This won't be that difficult and I do not know what "ig" is.

So for example you may charge C1 up with 1.5v, then use that to charge C2, then charge C1 again and again use that to charge C2 more, etc., etc.
Something like that?
I just want to be sure what is allowed here.

What was the book answer?

ig is instagram.

the book(pathfinder for olympiad and jee advanced) is one of the hardest books here in india so u can expect they are asking some crazy hard stuff not just simple things , so yes a lot of things are allowed, and this question is from the hardest section of the book .

yes exactly, this was my method : u first charge both c1 ,c2 to Vo , then u use c1+ battery to charge c2 , then charge c1 with battery again , now use c2+ battery to charge c1 qnd keep doing this until the final voltage on the capacitor being charged converges to a maxima.

this method isnt the one that leads to the answer though , this was proved to me by @WBahn , his method was slightly different than this , you could check his most recent reply to see what he did .

the answer in the book is 2Vo * (c1 +3c2)/(c1+c2)

i have reached the answer though with the help of @WBahn , but ur still very welcome to give any more thoughts regarding this , thanks a lot for trying to help me .

 

ig is instagram.

the book(pathfinder for olympiad and jee advanced) is one of the hardest books here in india so u can expect they are asking some crazy hard stuff not just simple things , so yes a lot of things are allowed, and this question is from the hardest section of the book .

yes exactly, this was my method : u first charge both c1 ,c2 to Vo , then u use c1+ battery to charge c2 , then charge c1 with battery again , now use c2+ battery to charge c1 qnd keep doing this until the final voltage on the capacitor being charged converges to a maxima.

this method isnt the one that leads to the answer though , this was proved to me by @WBahn , his method was slightly different than this , you could check his most recent reply to see what he did .

the answer in the book is 2Vo * (c1 +3c2)/(c1+c2)

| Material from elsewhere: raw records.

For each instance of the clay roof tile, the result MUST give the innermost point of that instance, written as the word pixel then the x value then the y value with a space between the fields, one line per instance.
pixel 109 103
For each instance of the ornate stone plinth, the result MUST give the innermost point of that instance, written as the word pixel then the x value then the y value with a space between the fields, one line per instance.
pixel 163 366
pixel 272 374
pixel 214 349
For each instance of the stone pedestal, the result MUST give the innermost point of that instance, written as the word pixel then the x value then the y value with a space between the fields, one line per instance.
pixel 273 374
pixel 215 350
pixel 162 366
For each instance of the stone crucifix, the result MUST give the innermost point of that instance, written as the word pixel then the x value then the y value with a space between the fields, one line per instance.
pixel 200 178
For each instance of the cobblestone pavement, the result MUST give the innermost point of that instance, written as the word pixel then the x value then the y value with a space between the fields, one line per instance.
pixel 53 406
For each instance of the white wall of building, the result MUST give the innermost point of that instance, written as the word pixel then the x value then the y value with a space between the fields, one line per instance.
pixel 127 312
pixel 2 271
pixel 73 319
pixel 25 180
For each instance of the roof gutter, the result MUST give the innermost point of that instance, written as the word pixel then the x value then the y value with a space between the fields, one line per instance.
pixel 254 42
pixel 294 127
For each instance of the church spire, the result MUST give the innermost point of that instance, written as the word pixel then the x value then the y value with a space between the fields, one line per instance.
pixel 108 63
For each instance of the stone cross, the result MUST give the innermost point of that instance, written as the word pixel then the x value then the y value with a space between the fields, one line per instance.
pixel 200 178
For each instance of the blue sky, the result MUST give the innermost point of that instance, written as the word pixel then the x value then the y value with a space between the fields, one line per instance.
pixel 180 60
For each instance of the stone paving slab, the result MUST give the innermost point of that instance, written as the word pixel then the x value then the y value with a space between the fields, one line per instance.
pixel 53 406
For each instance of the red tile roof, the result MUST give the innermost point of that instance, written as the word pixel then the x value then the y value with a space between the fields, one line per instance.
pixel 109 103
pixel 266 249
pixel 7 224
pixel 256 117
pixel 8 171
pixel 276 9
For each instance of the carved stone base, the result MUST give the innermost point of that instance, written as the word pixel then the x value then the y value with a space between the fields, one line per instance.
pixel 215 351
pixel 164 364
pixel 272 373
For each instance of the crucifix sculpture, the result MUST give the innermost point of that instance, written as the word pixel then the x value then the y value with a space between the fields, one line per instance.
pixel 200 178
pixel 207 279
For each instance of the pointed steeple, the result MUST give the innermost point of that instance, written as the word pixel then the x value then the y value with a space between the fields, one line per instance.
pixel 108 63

i have reached the answer though with the help of @WBahn , but ur still very welcome to give any more thoughts regarding this , thanks a lot for trying to help me .

Hello again,

Ok.

Starting with two capacitors in series C1 and C2 and battery E3, and initial voltages for C1 is E1 and for C2 is E2, the infinite time equations are:
v1=(C2*E3-C2*E2+C1*E1)/(C2+C1)
v2=(C1*E3+C2*E2-C1*E1)/(C2+C1)
where
v1 is the final voltage for C1, and v2 is the final voltage for C2.
However, this is arranged so that we can charge C1 from C2 after we have pumped C1 up many times and then kept charging C2 up with that so that the voltage across C2 reaches 2*E3. It is assumed that it is easy to figure out that part. The harder part is to figure out what happens when we use the C2 voltage plus the battery voltage to charge C1. Those equations provide us with that. They come from the time equations for two caps in series and letting time 't' go toward infinity. We could do the same thing for charging C1 first if needed, doing that multiple times and charging C2 also.

USING THOSE EQUATIONS
First, we get rid of C1 and C2 because these values are not needed. We only need to know the ratio of the two. If the ratio is n (where n=3 for this problem) then we end up with these two:
v1=(n*E3-n*E2+E1)/(n+1)
v2=(E3+n*E2-E1)/(n+1)
and these two are both functions of E1, E2, and E3, and the ratio n which is the ratio of C2 to C1 (which here is 3/1=3).
Now due to the assumption above, we know that E2=2*E3 and E1=E3, but since E2 will be used to charge C1, we have to set E2=-2*E3.
Setting E2=-2*E3 and E1=E3 we end up with:
v1=((3*n+1)*E3)/(n+1)
v2=-(2*n*E3)/(n+1)
Since the caps are in series and the final topology change is to put them in series and in series with the battery E3, that leads us to:
v1-v2+E3=(2*(3*n+1)*E3)/(n+1)
and note we made v2 positive by making the above solution for v2 negative because we flip it around at the last step and that changes the polarity again.
So the final solution is:
Vout=2*E3*(3*n+1)/(n+1)
where E3 is the battery voltage and 'n' is the ratio of C2/C1.
This should match the previous solution by WBahn.

Taking the limit as n goes to 0 we get 2*E3, and taking the limit as n goes to infinity we get 6*E3. So the smallest voltage is 2 and the largest is 6 using other cap values, and for E3=1v. For n=65.6666 we get within 1 percent of 6 volts when E3=1v. To get within 0.1 percent n=665.6666, to get within 0.01 percent n=6665.6666, etc.

I used the time equations because that takes us back to first principles in circuit analysis, and it also allows me to check the final result using a program that uses the actual time domain equations to arrive at the result. Without the time domain solutions I would not be able to check it that way.
We could also use a simulator to check the last step.